Дед Тихон замолчал. Гармонь на коленях его лежала тихо, будто тоже слушала. На лавке никто не шевелился. Даже Митрофан-счетовод, любитель комбайнов и цифр, смотрел в темноту, не мигая.

— А потом что, дед Тихон? — несмело спросила девка Нюрка, невестка Петрова.

— Потом? — Дед словно очнулся. — А потом война. Батьку моего на фронт забрали в первую неделю. Мать осталась с тремя детьми. Колхоз тогда, правда, выручал. Но всё одно — без мужицкой руки поле не родит. Да и зерно… Какое зерно, когда танки по нему едут?

Он тяжело вздохнул, поднял гармонь, провел по ладам.

— После войны вернулся я в село. Думал — ничего нет. А оно — живое. Поле заросло бурьяном, а всё одно — жито на будущий год само вылезло. Господь, он милостив.

Первый аккорд поплыл над скамейкой, над крышами, над уснувшей рекой. Старая мелодия — та, что пели бабы в поле, та, под которую клали снопы ёлочкой, та, что помнила руки моего батьки и улыбку матери.

— Вот так и жили, — тихо закончил дед Тихон. — С хлебом, с песней, с Богом. А комбайн… Что комбайн? Машина. Она зерно соберет, а души не прибавит.

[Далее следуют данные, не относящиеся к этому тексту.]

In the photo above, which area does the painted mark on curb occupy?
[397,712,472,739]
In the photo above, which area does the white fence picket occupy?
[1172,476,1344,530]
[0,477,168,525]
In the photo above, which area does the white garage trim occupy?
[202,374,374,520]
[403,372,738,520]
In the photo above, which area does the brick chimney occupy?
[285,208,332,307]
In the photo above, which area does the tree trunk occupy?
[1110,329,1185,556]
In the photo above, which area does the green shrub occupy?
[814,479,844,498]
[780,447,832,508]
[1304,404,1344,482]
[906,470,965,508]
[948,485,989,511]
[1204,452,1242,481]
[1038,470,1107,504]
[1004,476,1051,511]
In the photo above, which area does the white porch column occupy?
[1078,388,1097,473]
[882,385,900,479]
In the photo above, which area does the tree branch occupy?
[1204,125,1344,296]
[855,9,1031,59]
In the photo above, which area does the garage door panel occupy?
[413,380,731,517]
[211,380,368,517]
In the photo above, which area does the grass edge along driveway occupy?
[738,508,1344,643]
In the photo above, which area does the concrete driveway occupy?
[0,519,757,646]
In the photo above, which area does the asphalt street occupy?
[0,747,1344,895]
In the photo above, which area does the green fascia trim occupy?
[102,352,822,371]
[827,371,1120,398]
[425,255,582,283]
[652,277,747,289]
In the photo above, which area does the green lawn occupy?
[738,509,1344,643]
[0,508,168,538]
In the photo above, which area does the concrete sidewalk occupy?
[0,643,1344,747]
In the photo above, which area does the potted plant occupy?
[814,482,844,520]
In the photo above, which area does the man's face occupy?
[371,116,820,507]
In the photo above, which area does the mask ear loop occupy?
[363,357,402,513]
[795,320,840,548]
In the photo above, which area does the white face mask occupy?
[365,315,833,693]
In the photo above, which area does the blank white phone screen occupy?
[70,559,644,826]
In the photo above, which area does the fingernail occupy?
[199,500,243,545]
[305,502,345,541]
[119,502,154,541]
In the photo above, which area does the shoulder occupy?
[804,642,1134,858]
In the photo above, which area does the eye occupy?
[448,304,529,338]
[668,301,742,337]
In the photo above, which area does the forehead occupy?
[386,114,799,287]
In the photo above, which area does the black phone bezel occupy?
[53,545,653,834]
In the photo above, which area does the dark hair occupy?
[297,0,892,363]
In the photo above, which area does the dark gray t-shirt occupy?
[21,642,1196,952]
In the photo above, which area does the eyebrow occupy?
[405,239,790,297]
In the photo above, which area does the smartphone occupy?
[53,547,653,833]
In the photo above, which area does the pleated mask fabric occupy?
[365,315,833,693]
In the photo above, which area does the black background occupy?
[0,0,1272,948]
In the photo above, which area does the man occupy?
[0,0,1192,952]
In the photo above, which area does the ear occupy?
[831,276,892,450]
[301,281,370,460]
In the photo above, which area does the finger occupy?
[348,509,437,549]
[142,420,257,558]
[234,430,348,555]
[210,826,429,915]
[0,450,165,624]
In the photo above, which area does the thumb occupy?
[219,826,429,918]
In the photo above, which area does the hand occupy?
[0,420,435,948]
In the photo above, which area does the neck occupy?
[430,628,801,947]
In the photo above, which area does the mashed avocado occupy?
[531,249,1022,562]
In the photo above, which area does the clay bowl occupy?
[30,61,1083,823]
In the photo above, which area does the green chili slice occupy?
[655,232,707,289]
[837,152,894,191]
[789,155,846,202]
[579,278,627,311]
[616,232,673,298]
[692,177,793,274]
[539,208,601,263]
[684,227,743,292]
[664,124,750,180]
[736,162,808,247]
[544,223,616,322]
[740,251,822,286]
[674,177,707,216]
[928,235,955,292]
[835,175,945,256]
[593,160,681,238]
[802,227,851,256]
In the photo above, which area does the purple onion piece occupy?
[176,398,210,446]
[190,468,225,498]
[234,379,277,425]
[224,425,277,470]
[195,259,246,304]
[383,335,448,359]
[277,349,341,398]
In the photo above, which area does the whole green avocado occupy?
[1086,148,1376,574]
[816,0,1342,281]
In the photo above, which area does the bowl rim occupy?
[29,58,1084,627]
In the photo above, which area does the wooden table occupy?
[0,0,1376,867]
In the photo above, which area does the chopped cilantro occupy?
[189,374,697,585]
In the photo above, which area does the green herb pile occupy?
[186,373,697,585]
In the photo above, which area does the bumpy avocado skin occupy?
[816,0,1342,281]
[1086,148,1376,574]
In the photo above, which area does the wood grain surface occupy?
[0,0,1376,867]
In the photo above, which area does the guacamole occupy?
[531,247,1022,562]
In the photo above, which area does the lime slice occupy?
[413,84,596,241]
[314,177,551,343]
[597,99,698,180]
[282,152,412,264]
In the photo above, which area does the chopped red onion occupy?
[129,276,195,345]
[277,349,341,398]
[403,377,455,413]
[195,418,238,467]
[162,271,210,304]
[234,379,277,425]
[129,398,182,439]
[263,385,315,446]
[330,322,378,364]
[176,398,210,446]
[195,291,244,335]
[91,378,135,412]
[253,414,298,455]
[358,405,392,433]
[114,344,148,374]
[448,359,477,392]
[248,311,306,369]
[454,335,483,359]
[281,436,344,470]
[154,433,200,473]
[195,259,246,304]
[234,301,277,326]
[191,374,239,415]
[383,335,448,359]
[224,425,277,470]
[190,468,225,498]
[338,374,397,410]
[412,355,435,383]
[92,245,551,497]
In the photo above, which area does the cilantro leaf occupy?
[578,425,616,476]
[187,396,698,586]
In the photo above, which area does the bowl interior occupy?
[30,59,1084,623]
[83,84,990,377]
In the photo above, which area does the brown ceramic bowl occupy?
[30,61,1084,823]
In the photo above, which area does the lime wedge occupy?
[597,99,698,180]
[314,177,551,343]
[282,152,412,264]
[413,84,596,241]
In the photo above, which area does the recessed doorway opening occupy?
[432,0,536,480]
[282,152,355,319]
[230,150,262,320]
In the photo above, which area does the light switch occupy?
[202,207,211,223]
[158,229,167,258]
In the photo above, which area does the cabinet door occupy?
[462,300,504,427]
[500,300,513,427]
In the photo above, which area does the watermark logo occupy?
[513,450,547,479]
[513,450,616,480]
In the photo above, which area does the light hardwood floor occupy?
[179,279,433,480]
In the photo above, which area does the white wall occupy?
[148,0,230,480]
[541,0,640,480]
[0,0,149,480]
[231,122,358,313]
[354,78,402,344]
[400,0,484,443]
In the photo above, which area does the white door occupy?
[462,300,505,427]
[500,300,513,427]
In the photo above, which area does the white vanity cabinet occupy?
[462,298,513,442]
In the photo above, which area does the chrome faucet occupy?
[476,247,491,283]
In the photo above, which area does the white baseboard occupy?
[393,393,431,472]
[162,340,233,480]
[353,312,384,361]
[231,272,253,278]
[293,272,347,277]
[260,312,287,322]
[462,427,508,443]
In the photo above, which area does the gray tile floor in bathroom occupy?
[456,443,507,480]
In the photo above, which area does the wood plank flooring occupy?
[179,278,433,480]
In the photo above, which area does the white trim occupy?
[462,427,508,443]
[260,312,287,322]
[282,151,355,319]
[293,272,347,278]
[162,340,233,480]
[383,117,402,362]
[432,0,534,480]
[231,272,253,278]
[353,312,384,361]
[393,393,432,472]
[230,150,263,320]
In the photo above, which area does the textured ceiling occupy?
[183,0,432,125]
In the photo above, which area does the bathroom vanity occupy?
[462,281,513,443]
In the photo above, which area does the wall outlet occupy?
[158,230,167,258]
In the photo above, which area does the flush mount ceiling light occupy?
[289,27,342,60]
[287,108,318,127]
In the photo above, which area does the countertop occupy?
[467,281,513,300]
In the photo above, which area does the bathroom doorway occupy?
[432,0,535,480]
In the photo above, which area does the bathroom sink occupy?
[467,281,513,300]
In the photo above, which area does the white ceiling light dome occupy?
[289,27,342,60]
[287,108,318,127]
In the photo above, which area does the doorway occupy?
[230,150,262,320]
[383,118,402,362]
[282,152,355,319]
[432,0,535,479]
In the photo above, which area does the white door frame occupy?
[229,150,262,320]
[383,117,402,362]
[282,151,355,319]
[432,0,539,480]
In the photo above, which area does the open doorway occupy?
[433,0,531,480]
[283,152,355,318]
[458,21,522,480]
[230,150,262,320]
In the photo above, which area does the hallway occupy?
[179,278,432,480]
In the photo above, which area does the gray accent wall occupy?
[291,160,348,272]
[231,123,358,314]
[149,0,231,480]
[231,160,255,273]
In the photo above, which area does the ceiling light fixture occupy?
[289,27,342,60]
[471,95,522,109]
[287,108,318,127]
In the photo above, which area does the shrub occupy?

Луна над Белогорьем стояла круглая, светлая, будто свежевыпеченный коровай. И пахло в тот вечер не полынью даже — пахло ржаной мукой, теплом печи и чем-то давним, забытым, от чего щемило сердце у каждого, кто сидел на лавке.

Никто не щелкал семечки. Все смотрели на месяц и молчали.

1941. Свадьба

Воздух, еще дневной, густой и знойный, начинал понемногу остывать, отдавая накопленное землей тепло. Он струился над бескрайними полями, что расстилались за околицей, будто вздыбленное, застывшее море. Нивы пшеницы и подсолнухов, тяжелые от наливающихся зерен, стояли не шелохнусь, и от них тянуло сладковатым, мучным духом. Сам воздух был напитан запахами: порох дорожной пыли, нагретая за день глина мазанок, сладкий дымок от где-то тлеющей травы и густой, молочный аромат цветущего над ручьем татарника. Со стороны реки, уже окутанного сизой дымкой, доносилось кваканье лягушек да всплески рыбы.

Небо на востоке, над темным силуэтом леска, было уже глубокого синего цвета, а на западе, куда сползало багровое, расплющенное солнце, оно пылало. Облака, редкие и высокие, зажигались изнутри, как уголки, переходя от золота в малинец, а потом в пепельно-сизый цвет. По этому небу, торопясь к гнездам, летали стрижи, выписывая свои стремительные черные черточки.